1. A data processing method for an educational operating system, the method comprising:

obtaining original table data to be renamed of HIVE;

analyzing the type of the original table data;

adding the mapping of the original table data into the new table data to obtain data corresponding to the new table data;

before obtaining the original table data to be renamed of the HIVE, the method comprises the following steps:

setting a mapping relation between the type of original table data and a new name in advance;

the type of the original table data is analyzed, including:

analyzing a data layer to which the original table data belongs;

analyzing the result type of the original table data;

the data layer includes: the system comprises a source data access layer, a detail model layer, a polymerization model layer, a temporary data layer and a final result data layer;

the result type comprises a basic type source data table, a calculation result type data table and a temporary result type data table;

the modifying the name of the original table data into a new name according to the type of the original table data to obtain new table data comprises the following steps:

modifying the name of the original table data into a new name to obtain new table data;

the parsing the type of the raw table data further comprises:

analyzing the service type of the original table data;

the predefined rule is that the source data access layer uses sss as a prefix mark, the detail model layer uses ddd as a prefix mark, the aggregation model layer uses ggg as a prefix mark, the temporary data layer uses ttt as a prefix mark, and the final result data uses rrr as a prefix mark; using x as a result identifier for the basic class source data table; the calculation result type data table uses y as a result type identifier, the temporary result type data table uses z as a result type identifier, and the table renaming rule is as follows: and if the prefix identification is the result type identification, the name of the new table is sss _ x, and the name of the original table data is modified into sss _ x to obtain new table data.

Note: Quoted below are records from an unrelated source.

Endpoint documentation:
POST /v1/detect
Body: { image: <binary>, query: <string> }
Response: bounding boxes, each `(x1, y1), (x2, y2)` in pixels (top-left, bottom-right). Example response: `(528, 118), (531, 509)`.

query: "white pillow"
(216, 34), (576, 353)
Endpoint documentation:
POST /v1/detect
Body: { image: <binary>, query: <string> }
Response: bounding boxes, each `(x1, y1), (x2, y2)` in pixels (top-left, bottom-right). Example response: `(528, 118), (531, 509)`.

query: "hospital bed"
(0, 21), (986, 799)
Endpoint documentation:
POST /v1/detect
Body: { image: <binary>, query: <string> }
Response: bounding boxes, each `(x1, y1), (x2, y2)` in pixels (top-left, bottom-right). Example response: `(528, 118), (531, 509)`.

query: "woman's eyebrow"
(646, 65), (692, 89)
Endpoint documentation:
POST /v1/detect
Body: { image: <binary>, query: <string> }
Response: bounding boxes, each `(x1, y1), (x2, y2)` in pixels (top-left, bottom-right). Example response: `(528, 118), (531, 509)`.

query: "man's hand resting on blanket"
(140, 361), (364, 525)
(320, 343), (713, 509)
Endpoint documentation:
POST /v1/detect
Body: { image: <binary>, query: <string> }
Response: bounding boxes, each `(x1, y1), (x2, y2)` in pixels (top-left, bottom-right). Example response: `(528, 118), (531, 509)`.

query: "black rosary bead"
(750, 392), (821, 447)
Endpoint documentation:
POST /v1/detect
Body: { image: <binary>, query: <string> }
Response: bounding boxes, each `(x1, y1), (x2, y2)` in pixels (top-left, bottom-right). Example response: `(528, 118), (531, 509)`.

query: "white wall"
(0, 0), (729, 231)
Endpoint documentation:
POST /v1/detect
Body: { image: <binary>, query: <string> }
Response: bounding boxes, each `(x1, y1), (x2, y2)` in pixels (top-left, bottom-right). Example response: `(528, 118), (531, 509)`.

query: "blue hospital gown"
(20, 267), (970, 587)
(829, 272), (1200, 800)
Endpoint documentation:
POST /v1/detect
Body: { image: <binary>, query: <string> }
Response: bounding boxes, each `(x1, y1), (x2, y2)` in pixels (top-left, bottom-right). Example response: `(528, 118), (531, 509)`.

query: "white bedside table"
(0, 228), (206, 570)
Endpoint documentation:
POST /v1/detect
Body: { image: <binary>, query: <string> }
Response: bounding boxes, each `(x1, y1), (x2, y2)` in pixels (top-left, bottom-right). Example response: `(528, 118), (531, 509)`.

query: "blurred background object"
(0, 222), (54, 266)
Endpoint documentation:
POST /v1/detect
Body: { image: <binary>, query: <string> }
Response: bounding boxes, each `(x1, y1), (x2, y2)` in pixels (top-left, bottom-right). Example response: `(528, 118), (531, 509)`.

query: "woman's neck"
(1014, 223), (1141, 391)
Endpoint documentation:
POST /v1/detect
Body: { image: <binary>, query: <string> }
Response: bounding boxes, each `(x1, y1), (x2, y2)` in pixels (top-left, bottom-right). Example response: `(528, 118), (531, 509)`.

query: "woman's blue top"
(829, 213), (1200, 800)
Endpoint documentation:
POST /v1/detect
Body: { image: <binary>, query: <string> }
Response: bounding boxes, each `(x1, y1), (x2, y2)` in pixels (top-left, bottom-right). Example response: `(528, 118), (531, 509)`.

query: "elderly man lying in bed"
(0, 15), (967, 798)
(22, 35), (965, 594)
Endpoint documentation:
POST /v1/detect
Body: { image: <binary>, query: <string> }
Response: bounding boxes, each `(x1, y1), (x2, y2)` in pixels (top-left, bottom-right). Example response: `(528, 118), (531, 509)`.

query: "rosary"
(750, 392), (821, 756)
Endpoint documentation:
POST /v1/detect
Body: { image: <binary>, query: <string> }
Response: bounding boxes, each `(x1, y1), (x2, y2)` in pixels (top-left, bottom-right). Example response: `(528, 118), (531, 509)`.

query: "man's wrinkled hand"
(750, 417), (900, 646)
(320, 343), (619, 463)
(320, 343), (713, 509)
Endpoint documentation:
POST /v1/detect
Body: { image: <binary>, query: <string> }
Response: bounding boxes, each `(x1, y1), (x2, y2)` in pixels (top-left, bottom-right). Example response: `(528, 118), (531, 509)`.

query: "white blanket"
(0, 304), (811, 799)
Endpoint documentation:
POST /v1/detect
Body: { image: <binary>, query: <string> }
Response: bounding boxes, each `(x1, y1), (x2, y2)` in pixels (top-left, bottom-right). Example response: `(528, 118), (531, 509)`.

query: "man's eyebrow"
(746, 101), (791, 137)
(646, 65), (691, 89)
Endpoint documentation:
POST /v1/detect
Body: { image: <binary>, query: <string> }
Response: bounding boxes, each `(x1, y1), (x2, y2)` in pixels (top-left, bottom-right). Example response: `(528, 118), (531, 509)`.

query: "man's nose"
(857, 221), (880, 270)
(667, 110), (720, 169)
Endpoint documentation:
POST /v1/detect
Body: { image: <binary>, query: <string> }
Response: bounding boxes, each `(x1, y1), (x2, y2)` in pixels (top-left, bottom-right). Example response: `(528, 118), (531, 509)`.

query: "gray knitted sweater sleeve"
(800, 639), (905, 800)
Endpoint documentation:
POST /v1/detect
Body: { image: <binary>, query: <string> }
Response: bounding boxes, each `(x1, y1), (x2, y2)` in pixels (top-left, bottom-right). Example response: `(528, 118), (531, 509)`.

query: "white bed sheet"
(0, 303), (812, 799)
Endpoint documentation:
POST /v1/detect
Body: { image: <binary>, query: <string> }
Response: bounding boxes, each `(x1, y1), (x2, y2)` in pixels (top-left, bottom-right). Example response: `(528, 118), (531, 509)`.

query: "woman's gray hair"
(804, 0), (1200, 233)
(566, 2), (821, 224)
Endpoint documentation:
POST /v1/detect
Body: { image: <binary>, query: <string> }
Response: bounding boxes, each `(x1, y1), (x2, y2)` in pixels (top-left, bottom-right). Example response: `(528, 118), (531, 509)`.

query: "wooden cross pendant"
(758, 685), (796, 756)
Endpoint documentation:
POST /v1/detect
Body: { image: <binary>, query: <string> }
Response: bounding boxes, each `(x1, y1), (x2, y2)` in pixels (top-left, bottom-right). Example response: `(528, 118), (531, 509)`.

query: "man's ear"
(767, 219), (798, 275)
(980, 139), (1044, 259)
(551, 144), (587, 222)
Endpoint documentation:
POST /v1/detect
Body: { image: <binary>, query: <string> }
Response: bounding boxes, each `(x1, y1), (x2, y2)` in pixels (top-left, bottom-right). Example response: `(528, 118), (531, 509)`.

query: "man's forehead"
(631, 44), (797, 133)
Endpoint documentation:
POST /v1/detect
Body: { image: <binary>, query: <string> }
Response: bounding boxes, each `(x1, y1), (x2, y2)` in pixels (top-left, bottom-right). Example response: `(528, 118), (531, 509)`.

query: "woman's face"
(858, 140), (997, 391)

2. A data processing apparatus for an educational operating system, the apparatus comprising at least one processor; and the number of the first and second groups,

the memory stores instructions executable by the at least one processor to enable the at least one processor to perform the data processing method for an educational operating system of claim 1.

3. A non-transitory computer-readable storage medium storing computer-executable instructions that, when executed by one or more processors, cause the one or more processors to perform the data processing method for an educational operating system of claim 1.